There are various ways to define hyper-Calvinism. For example, we might explain it as a system of doctrine that rejects the free offer of the gospel based on a low view of man’s responsibility. We might also explain it in terms of biblicism or rationalism. Some have rightly called this the quest for illegitimate religious certainty. This approach is the avenue Lloyd-Jones took in his discussion of learning and believing the doctrinal truths of Scripture:
I must not hesitate to believe a doctrine because I cannot fit it in; neither must I reject a doctrine because I cannot understand it. If this is the truth of God, and the thing is clearly taught, then I am to accept it whether I understand it or not.
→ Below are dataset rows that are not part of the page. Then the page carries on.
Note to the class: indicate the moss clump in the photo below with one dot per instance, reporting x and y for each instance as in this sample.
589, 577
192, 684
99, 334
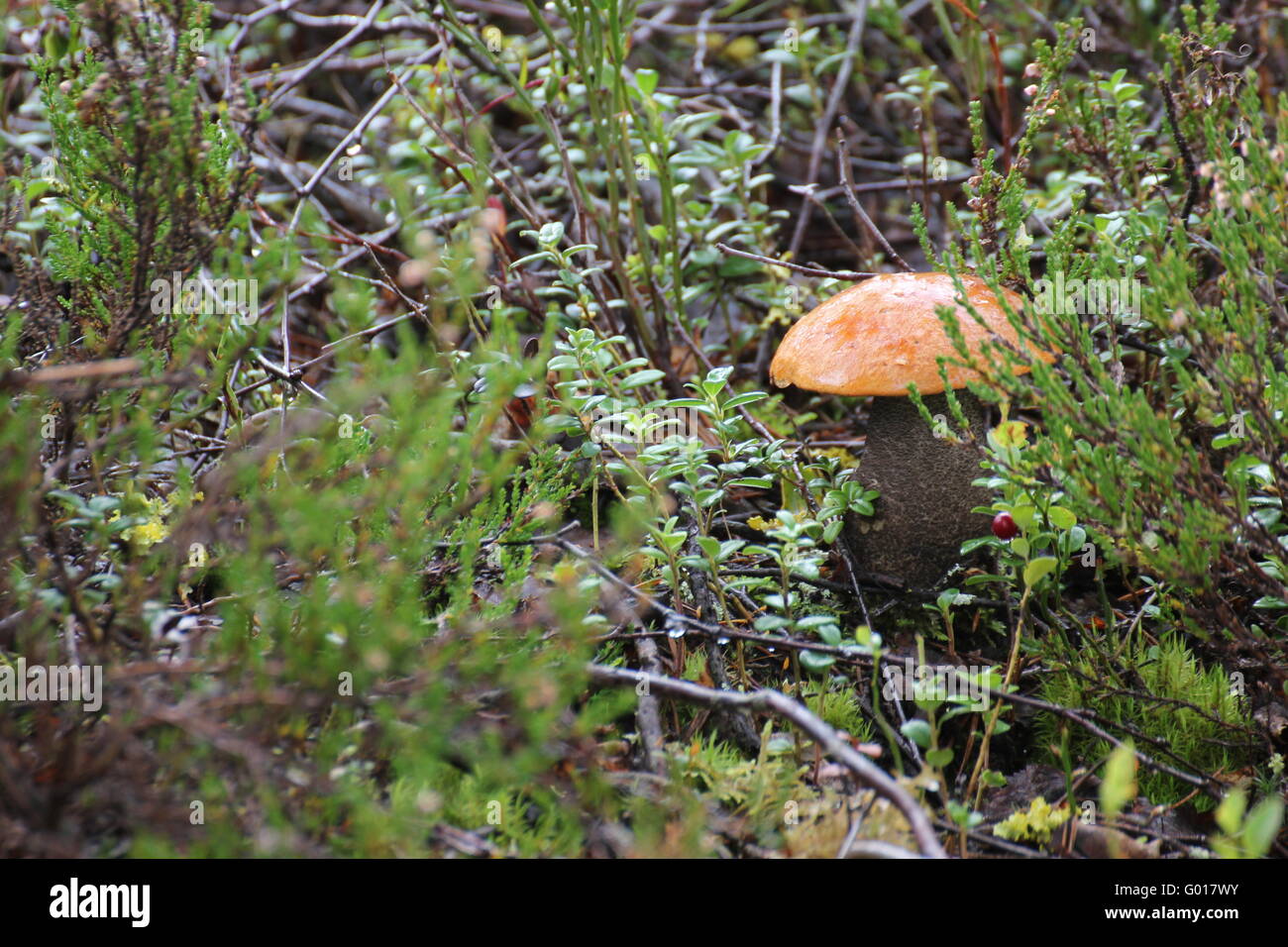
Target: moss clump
1162, 692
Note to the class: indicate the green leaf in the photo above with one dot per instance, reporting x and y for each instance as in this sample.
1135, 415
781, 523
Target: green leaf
939, 758
1262, 826
1037, 569
918, 732
640, 377
645, 80
1061, 518
814, 663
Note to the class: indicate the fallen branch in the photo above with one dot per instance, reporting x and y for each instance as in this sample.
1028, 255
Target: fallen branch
867, 772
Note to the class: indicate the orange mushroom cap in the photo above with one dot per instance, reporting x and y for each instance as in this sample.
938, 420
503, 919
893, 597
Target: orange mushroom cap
884, 334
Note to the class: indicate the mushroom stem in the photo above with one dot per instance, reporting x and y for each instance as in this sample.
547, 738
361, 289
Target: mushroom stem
923, 513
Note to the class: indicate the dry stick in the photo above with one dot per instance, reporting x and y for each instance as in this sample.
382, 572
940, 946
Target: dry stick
1192, 195
833, 105
735, 727
842, 165
867, 772
299, 75
795, 266
648, 715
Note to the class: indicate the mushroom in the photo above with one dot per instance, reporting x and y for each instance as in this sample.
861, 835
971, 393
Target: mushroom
874, 339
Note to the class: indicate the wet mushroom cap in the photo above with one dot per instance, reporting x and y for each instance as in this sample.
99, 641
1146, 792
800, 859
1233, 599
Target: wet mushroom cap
879, 337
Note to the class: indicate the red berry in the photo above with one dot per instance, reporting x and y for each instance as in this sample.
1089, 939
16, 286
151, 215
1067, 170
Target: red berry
1005, 527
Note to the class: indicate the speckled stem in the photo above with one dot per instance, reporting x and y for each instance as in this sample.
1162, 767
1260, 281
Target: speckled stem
923, 513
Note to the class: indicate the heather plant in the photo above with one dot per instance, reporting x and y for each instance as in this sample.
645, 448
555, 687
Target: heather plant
475, 528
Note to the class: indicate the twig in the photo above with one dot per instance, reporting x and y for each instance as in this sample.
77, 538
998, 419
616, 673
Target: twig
867, 772
842, 165
795, 266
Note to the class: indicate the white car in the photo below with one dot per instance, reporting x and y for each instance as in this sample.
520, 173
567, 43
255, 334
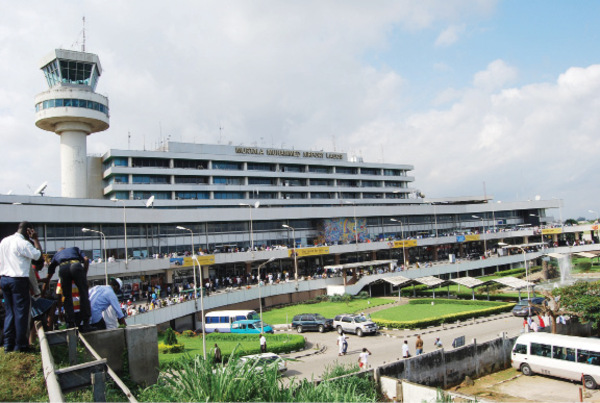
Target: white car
354, 324
265, 359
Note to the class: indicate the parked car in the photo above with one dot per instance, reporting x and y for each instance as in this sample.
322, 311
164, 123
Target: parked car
264, 360
522, 309
311, 321
354, 324
250, 326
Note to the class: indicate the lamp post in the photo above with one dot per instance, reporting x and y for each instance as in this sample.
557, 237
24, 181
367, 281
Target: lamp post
193, 258
403, 242
256, 205
355, 226
295, 253
125, 227
482, 233
103, 237
260, 266
597, 222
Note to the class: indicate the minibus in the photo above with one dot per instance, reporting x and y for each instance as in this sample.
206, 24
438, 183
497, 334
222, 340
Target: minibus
567, 357
220, 321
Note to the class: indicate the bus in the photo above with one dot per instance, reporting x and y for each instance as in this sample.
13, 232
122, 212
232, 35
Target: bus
220, 321
567, 357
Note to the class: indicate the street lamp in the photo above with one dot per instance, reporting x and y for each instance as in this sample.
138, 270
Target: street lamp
193, 258
355, 226
403, 242
103, 237
522, 249
124, 226
260, 266
597, 222
483, 233
256, 205
295, 253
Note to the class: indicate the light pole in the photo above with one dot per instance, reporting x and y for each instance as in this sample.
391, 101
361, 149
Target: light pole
355, 227
482, 233
294, 252
260, 266
403, 249
193, 260
125, 227
597, 222
103, 237
256, 205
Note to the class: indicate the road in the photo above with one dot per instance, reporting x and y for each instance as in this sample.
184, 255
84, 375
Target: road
387, 346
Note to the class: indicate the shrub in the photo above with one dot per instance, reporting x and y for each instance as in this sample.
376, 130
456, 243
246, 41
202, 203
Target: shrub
170, 338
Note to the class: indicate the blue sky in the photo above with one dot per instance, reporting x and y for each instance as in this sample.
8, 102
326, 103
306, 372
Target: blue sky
467, 91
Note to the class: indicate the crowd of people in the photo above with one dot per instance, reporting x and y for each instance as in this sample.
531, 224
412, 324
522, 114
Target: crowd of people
72, 302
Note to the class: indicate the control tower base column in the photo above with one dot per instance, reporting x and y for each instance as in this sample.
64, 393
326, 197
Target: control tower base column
73, 157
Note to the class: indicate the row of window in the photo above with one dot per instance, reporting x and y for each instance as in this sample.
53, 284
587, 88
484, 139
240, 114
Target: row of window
71, 102
250, 166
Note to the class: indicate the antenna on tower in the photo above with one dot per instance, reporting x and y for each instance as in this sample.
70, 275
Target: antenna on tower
83, 45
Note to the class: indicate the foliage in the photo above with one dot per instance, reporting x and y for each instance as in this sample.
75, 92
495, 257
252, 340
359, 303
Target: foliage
328, 309
581, 299
421, 314
244, 344
170, 348
170, 338
22, 378
198, 380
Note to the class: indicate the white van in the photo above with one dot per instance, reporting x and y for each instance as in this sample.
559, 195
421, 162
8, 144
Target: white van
567, 357
220, 321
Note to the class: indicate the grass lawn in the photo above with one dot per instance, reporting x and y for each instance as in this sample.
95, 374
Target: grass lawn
246, 344
424, 311
327, 309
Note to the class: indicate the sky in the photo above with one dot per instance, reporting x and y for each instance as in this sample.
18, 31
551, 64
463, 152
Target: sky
500, 97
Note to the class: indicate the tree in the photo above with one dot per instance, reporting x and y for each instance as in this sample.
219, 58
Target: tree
581, 299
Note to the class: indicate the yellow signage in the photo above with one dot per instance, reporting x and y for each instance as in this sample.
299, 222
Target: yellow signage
321, 250
407, 243
548, 231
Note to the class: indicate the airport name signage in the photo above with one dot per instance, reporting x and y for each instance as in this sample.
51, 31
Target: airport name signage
287, 153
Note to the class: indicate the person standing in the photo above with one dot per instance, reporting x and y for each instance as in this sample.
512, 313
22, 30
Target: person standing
363, 358
217, 354
419, 345
16, 256
72, 266
263, 343
101, 298
405, 350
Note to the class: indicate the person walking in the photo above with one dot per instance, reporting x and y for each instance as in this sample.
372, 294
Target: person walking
263, 343
405, 350
16, 256
217, 354
72, 268
363, 358
419, 345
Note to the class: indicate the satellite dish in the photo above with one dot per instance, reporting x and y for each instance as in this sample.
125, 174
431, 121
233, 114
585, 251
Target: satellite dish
40, 190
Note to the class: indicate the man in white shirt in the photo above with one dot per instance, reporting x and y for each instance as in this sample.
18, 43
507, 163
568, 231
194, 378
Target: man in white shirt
16, 254
102, 297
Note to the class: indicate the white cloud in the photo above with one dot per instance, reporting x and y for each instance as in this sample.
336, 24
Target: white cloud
450, 35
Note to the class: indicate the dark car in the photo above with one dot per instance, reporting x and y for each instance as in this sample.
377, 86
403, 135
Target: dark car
311, 321
522, 309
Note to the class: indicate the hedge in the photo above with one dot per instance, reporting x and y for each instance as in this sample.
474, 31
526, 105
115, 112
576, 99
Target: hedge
495, 308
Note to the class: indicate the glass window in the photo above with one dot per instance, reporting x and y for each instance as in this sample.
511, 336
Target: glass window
542, 350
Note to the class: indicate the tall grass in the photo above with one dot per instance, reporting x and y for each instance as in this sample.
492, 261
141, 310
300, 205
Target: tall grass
198, 380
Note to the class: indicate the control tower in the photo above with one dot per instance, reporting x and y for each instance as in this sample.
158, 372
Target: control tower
71, 109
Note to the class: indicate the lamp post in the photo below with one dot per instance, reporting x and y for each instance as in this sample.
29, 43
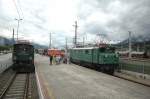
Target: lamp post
18, 26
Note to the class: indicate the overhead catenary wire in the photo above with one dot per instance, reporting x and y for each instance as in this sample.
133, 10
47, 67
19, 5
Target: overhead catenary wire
19, 4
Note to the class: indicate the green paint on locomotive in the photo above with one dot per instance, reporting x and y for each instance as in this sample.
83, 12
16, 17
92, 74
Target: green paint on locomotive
23, 53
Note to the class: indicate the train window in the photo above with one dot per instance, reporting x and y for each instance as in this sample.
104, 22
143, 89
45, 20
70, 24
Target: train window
86, 51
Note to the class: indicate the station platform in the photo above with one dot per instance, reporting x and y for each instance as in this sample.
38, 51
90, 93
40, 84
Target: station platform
69, 81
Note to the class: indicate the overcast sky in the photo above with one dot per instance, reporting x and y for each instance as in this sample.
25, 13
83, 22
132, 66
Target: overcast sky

…We must never allow ourselves to be governed by our own logic or by our own desire to have a perfect system. It is a danger to which we are all exposed. We instinctively like to have a complete system; we do not like gaps or ragged edges. It is again because we are all philosophers. It is because the philosopher always wants a complete whole, wants to be able to understand everything, wants to be able to state everything, and we are all like that. The danger is, you see, that we press our own logic and our own schemes to a point which goes beyond the teaching of the Scripture. At that point we are again guilty of sin and of error. We must give full weight to every statement of Scripture. We must never minimise one or ignore it in order that our scheme may be complete.
I could give you many illustrations of that. There are people, for instance, who have always been described as hyper-Calvinists, and that is their trouble. They go beyond the Scripture and are driven by their own logic and by their own arguments, and they claim things which cannot be demonstrated from the Scriptures. They are so anxious to have a perfect scheme that they fall into that very subtle and dangerous trap.